Çok şükür ki; ülkemizde, her yıl Nisan ayındaki «Kutlu Doğum» faaliyetlerine halkımız heyecanla iştirak ediyor; o mânevî iklimde hasret gideriyor.

Peygamber Efendimiz -sallâllâhu aleyhi ve sellem- şöyle vasiyet buyuruyor:

“Size iki şey bırakıyorum. Bunlara sımsıkı sarıldığınız müddetçe asla dalâlete düşmezsiniz: Allâh’ın Kitâbı (Kur’ân-ı Kerim) ve Rasûlü’nün sünneti.” (Muvatta, Kader, 3) Görüldüğü üzere; Kur’ân-ı Kerîm’in şerhi ve hayata aktarılması mâhiyetindeki sünnet-i seniyye, asla tahfif edilemeyecek, Kur’ânî hayatı ilmek ilmek tespit eden ilâhî kaynaklı değerler manzûmesidir.
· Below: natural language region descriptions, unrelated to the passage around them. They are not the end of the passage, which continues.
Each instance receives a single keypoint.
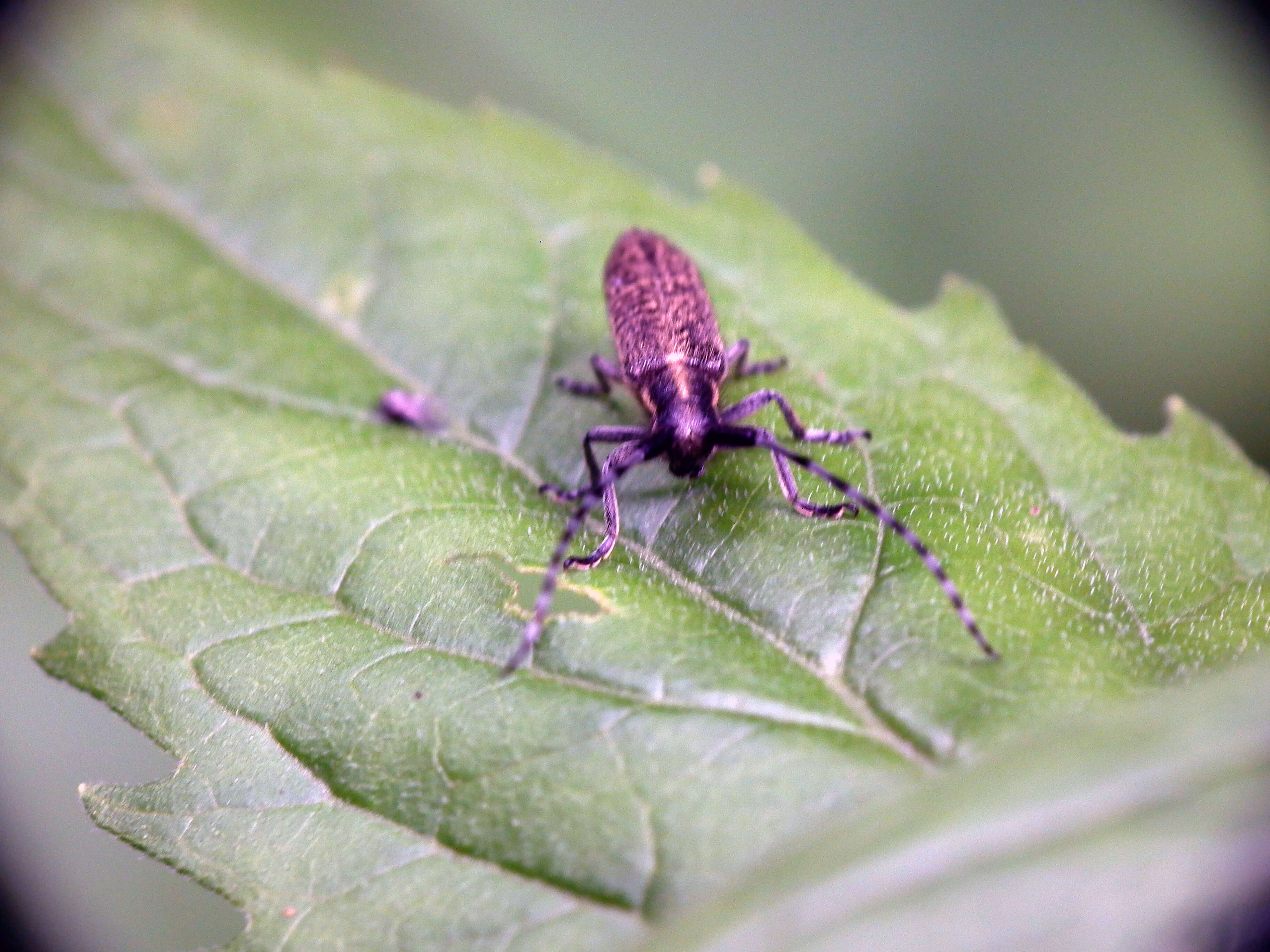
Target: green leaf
(1124, 831)
(213, 264)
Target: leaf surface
(213, 264)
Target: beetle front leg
(596, 435)
(617, 460)
(760, 399)
(737, 360)
(606, 375)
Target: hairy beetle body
(672, 358)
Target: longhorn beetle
(674, 361)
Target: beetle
(672, 358)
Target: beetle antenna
(590, 498)
(765, 440)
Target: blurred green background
(1104, 168)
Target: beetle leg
(760, 399)
(613, 523)
(738, 366)
(596, 435)
(642, 452)
(806, 507)
(768, 441)
(606, 375)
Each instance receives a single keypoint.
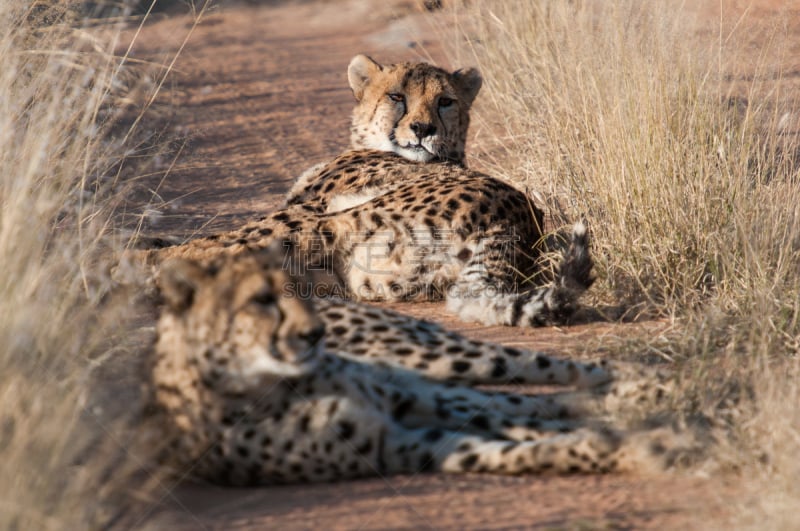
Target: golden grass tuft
(637, 117)
(67, 464)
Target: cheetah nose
(422, 129)
(313, 336)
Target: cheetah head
(416, 110)
(239, 323)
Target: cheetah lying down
(401, 218)
(258, 386)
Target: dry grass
(65, 464)
(688, 175)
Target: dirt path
(261, 94)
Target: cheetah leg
(419, 450)
(478, 296)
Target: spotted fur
(256, 387)
(440, 231)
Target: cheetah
(257, 386)
(443, 232)
(415, 110)
(398, 219)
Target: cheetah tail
(575, 270)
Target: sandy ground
(259, 94)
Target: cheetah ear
(468, 81)
(362, 68)
(179, 280)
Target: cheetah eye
(264, 298)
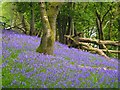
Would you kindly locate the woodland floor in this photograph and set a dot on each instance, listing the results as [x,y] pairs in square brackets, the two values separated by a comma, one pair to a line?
[22,67]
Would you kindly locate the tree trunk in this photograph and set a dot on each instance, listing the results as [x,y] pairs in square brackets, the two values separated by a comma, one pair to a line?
[119,38]
[100,29]
[31,20]
[49,28]
[24,24]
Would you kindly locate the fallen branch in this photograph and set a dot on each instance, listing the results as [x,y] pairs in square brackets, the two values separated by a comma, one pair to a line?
[95,41]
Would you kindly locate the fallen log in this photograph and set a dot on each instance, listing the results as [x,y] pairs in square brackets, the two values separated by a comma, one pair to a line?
[86,46]
[110,51]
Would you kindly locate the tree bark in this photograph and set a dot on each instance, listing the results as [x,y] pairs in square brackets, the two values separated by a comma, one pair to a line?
[31,20]
[49,28]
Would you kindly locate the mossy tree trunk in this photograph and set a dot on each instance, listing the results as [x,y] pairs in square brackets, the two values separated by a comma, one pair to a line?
[31,19]
[48,18]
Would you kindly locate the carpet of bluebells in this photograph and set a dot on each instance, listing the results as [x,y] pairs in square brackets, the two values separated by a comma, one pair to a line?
[23,67]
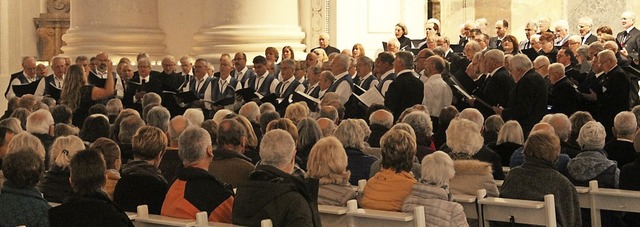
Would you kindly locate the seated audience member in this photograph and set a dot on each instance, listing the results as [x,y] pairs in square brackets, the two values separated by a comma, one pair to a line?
[111,153]
[592,164]
[127,129]
[629,181]
[510,138]
[464,139]
[420,122]
[447,114]
[40,124]
[195,189]
[89,206]
[538,177]
[308,135]
[20,201]
[62,129]
[578,119]
[351,136]
[432,192]
[272,192]
[55,184]
[141,182]
[624,128]
[388,188]
[491,129]
[380,121]
[328,163]
[95,126]
[327,126]
[229,164]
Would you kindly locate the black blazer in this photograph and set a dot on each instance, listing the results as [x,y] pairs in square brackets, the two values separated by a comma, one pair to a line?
[404,92]
[527,102]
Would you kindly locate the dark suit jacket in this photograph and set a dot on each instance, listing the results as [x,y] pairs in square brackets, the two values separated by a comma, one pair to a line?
[632,44]
[495,91]
[404,92]
[527,103]
[563,97]
[493,43]
[614,97]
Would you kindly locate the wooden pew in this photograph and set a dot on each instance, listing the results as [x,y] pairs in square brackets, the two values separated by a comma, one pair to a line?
[374,218]
[611,199]
[518,211]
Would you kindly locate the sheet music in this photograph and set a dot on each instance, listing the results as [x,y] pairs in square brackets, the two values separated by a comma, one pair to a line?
[371,97]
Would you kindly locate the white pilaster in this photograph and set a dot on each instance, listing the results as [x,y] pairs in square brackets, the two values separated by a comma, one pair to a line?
[249,26]
[122,28]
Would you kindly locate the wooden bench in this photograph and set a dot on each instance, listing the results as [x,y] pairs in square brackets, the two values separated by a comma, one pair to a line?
[518,211]
[611,199]
[374,218]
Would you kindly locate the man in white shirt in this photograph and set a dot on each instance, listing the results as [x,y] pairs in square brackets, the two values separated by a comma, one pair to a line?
[28,75]
[342,85]
[56,79]
[437,93]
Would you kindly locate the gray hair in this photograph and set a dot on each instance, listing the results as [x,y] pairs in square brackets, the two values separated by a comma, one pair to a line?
[421,124]
[39,122]
[159,117]
[381,117]
[251,111]
[194,115]
[350,134]
[561,125]
[438,168]
[473,115]
[174,131]
[150,98]
[193,144]
[277,148]
[463,136]
[592,136]
[511,131]
[625,124]
[114,106]
[406,58]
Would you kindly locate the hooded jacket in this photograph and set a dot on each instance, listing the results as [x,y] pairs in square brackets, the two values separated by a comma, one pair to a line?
[270,193]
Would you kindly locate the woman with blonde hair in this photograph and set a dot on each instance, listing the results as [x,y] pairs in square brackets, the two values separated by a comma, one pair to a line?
[78,95]
[464,140]
[328,163]
[357,50]
[55,185]
[432,192]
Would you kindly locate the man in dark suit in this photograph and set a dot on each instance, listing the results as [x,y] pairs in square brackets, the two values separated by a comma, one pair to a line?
[615,90]
[497,86]
[502,26]
[527,102]
[26,76]
[141,84]
[563,97]
[629,39]
[406,90]
[323,40]
[584,27]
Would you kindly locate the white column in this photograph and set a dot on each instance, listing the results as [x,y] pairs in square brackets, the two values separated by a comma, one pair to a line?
[122,28]
[249,26]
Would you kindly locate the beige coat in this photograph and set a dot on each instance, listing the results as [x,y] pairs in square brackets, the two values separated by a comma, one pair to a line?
[472,175]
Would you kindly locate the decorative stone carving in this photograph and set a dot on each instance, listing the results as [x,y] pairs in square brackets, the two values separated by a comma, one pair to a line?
[49,29]
[58,6]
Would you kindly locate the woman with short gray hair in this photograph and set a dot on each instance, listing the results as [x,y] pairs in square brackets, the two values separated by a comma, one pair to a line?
[351,136]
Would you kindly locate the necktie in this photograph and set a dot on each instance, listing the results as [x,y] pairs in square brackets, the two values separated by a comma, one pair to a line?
[222,84]
[258,83]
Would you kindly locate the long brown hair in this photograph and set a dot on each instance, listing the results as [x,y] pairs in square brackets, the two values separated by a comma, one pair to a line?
[73,82]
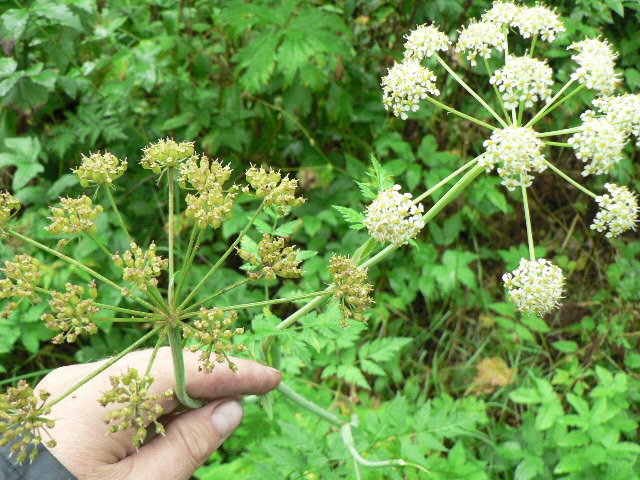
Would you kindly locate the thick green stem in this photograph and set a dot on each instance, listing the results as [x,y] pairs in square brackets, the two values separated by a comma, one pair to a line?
[222,259]
[97,372]
[175,340]
[459,113]
[224,290]
[570,180]
[527,216]
[549,104]
[114,206]
[471,91]
[171,233]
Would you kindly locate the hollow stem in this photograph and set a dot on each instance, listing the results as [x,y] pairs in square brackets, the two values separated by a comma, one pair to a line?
[459,113]
[115,209]
[106,365]
[570,180]
[527,216]
[222,258]
[471,91]
[175,341]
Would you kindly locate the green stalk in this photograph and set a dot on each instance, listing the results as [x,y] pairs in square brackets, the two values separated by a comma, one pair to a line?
[97,372]
[224,290]
[527,216]
[495,89]
[439,185]
[175,341]
[564,131]
[171,232]
[222,259]
[544,109]
[471,91]
[114,206]
[459,113]
[81,266]
[570,180]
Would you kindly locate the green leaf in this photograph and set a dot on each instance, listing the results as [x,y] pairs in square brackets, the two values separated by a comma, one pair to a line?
[12,23]
[352,374]
[23,154]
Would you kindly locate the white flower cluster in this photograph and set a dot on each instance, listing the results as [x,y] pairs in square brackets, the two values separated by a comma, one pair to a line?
[599,144]
[618,211]
[597,63]
[519,152]
[479,38]
[405,85]
[538,21]
[623,110]
[523,79]
[535,286]
[501,13]
[424,41]
[393,217]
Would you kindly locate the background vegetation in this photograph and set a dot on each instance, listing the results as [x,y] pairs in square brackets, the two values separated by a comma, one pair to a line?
[445,374]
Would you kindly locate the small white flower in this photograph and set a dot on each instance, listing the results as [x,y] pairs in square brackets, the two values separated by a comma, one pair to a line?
[480,38]
[539,20]
[618,211]
[599,145]
[424,41]
[523,79]
[535,286]
[518,151]
[393,217]
[405,85]
[623,111]
[596,60]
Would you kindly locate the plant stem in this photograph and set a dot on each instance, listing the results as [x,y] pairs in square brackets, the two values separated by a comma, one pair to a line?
[527,216]
[470,90]
[175,341]
[222,259]
[161,338]
[545,109]
[224,290]
[495,89]
[439,185]
[459,113]
[171,233]
[114,206]
[97,372]
[564,131]
[570,180]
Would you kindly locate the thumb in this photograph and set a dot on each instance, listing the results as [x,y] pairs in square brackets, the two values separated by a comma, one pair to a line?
[190,439]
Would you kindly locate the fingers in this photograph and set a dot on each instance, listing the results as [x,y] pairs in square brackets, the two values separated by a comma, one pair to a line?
[190,439]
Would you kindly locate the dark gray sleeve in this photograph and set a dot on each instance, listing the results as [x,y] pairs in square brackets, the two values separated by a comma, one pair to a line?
[44,467]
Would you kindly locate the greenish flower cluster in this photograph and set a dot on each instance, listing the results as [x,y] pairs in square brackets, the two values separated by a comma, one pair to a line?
[141,406]
[74,215]
[273,188]
[214,337]
[73,314]
[8,203]
[100,169]
[273,259]
[352,289]
[22,276]
[22,416]
[165,154]
[140,267]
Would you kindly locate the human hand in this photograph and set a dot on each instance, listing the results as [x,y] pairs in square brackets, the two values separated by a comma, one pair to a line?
[86,450]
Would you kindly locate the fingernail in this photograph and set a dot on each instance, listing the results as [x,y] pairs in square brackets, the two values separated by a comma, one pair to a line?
[227,417]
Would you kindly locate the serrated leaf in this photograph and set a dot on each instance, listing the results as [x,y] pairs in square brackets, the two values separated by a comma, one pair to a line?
[352,374]
[350,215]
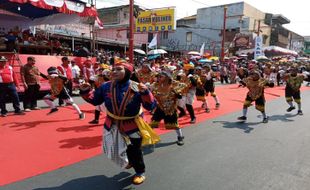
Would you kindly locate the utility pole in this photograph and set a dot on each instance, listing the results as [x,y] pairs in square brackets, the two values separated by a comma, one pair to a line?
[223,34]
[258,28]
[131,31]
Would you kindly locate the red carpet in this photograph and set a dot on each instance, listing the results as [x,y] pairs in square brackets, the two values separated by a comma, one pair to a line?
[36,143]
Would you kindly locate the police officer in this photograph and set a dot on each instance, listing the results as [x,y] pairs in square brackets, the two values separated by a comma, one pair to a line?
[8,85]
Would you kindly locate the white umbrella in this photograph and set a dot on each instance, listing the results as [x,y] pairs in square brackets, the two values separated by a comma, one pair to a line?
[156,51]
[140,51]
[262,58]
[193,53]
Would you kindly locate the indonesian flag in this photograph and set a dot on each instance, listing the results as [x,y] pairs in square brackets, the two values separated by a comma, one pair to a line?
[98,23]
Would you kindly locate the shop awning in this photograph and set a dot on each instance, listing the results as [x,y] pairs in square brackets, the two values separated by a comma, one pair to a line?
[41,8]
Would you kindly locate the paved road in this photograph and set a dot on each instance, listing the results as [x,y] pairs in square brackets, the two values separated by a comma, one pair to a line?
[219,154]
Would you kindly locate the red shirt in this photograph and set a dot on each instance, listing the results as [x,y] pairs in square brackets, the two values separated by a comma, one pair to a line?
[6,74]
[66,71]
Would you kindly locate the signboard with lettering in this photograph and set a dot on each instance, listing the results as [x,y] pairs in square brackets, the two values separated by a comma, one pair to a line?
[258,51]
[242,41]
[156,20]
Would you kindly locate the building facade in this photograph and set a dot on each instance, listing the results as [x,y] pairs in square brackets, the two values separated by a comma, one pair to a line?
[115,30]
[206,27]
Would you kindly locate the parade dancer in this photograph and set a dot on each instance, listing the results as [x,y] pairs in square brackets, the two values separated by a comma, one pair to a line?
[256,86]
[146,75]
[191,81]
[200,91]
[58,90]
[101,77]
[292,89]
[123,99]
[167,92]
[209,86]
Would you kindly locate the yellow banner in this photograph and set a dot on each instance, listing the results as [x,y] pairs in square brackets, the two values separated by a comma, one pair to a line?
[156,20]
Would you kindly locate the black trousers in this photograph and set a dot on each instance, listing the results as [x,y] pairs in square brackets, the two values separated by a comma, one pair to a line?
[135,156]
[8,89]
[31,96]
[68,86]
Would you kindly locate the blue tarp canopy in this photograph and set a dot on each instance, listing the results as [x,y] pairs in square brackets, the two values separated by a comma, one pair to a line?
[28,10]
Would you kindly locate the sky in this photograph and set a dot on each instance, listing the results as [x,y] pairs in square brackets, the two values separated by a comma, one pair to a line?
[297,11]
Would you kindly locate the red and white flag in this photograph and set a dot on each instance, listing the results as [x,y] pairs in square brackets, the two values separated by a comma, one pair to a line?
[98,23]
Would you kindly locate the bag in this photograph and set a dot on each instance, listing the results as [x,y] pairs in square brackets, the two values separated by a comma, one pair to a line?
[149,137]
[114,146]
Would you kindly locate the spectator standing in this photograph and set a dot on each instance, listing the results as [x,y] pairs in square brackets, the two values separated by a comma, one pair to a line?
[65,69]
[8,85]
[224,73]
[76,71]
[30,77]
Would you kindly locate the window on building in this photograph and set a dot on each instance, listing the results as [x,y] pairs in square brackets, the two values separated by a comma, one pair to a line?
[265,37]
[189,36]
[164,35]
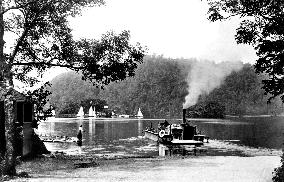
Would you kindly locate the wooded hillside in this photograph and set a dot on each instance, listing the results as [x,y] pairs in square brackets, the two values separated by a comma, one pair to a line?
[159,88]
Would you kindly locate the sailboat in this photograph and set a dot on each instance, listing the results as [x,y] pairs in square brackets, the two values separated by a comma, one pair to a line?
[91,113]
[81,112]
[94,112]
[139,114]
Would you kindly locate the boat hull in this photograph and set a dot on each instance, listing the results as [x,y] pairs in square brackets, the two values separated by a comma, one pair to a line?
[151,135]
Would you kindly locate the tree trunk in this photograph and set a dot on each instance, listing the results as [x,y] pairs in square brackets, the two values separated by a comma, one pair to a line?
[9,160]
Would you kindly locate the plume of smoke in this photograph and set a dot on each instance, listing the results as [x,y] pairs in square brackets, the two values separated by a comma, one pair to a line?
[206,76]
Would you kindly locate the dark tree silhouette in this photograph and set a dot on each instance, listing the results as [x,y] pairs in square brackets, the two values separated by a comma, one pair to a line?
[44,40]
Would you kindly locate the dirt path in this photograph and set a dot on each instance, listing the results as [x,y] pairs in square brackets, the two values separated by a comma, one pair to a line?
[194,169]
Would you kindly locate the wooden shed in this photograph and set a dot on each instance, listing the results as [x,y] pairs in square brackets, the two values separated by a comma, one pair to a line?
[24,123]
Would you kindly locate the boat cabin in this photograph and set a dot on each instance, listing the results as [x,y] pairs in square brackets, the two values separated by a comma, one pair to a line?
[24,124]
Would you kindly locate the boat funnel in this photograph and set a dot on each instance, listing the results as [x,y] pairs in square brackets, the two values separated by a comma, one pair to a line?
[183,115]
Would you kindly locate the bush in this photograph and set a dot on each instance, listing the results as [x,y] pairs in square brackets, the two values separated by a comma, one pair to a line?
[278,174]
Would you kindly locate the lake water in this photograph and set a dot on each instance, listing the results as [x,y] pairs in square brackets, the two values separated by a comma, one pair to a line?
[124,136]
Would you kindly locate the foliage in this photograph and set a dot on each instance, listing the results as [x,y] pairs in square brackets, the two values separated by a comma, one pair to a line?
[43,40]
[262,27]
[241,94]
[38,98]
[278,174]
[158,88]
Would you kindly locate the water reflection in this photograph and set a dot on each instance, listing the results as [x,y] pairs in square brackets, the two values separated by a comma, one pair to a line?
[122,135]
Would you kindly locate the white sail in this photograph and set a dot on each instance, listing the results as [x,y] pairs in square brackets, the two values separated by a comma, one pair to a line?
[139,114]
[94,112]
[91,113]
[53,112]
[81,112]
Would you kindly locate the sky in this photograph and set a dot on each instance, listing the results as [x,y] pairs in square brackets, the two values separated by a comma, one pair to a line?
[175,29]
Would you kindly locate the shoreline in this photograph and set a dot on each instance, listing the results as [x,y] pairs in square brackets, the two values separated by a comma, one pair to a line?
[195,168]
[224,161]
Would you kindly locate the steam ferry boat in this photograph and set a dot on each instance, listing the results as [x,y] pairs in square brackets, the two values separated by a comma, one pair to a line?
[176,134]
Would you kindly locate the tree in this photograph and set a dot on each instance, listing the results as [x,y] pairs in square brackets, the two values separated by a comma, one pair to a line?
[44,40]
[262,27]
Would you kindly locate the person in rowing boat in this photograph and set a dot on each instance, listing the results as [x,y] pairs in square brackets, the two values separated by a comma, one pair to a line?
[80,138]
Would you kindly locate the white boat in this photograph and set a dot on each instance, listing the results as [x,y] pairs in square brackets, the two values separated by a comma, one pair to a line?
[91,113]
[81,113]
[139,114]
[94,112]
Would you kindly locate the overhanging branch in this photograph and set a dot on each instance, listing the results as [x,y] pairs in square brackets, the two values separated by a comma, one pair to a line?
[48,64]
[17,7]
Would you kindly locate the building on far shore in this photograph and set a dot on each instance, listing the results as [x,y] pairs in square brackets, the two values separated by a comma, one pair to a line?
[24,124]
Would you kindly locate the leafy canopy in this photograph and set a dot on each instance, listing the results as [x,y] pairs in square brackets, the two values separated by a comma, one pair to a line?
[262,27]
[44,40]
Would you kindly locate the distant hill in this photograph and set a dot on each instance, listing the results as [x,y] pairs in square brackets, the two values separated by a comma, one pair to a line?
[68,92]
[159,88]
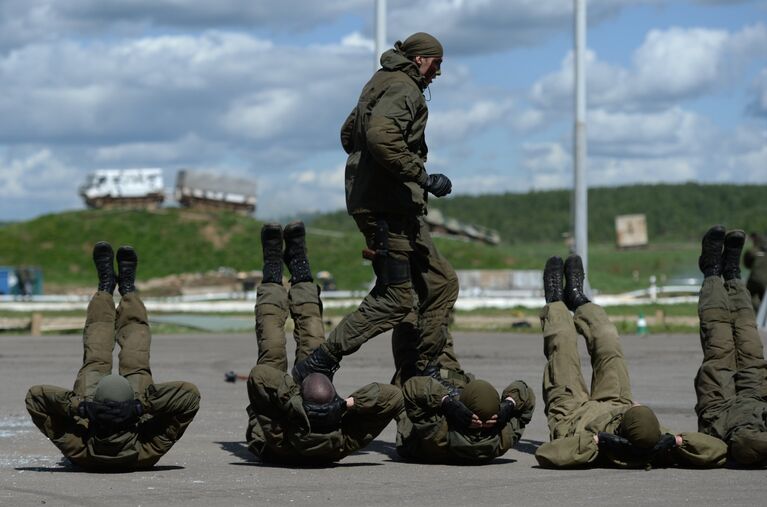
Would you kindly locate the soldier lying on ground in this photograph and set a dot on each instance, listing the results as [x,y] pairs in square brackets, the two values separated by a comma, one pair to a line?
[605,427]
[460,419]
[386,194]
[732,381]
[108,421]
[756,261]
[306,423]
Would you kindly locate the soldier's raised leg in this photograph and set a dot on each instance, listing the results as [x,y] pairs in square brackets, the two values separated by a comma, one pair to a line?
[564,389]
[99,330]
[132,327]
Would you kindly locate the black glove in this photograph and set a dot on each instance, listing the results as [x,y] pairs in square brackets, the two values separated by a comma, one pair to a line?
[118,413]
[507,411]
[615,444]
[457,414]
[665,444]
[325,417]
[438,184]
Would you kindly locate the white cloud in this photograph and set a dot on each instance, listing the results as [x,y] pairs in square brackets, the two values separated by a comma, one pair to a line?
[35,174]
[671,65]
[455,124]
[548,165]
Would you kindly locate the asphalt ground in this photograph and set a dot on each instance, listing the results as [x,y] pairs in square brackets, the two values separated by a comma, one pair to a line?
[210,465]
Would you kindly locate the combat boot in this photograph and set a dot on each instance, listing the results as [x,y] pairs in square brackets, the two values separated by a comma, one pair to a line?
[295,253]
[271,243]
[733,246]
[573,294]
[710,260]
[319,361]
[103,258]
[552,279]
[127,263]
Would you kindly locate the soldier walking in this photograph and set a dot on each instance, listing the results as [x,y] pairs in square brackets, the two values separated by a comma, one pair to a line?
[386,194]
[731,383]
[303,423]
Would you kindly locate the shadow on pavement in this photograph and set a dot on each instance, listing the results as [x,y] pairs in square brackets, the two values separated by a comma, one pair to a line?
[67,466]
[381,447]
[240,450]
Damlalar çaylara, derelere; dereler ırmaklara; ırmaklar da deryalara katılarak, karışarak yok olur. Sevenleri severek, takip ederek ulaşılacak olan Rasûlullah -sallâllâhu aleyhi ve sellem- muhabbeti, Allah Teâlâ’nın dostluğuna, aşkına, ebedî saâdete kavuşturacak yegâne yoldur.

“Âhirzamanda, bir sünneti ihyâ edene, yüz şehid sevabı vardır.” buyuruluyor. O Varlık Nûru -sallâllâhu aleyhi ve sellem-’in muhabbetine de, Hak âşıklarının usûlünce, sünnet-i seniyyeye sadâkatle ittibâ etmekle vâsıl olunabilir.
______________________
1 Osman Nûri TOPBAŞ, Hazret-i Muhammed Mustafâ-1, Erkam Yayınları, İstanbul, 2008, s. 71.
2 Osman Nûri TOPBAŞ, a.g.e., s. 149.
3 Yusuf DEMİREŞİK, Üç Aylar, 2. Baskı, Bursa, 1997, s. 110-111.
4 Osman Nûri TOPBAŞ, a.g.e., s. 358.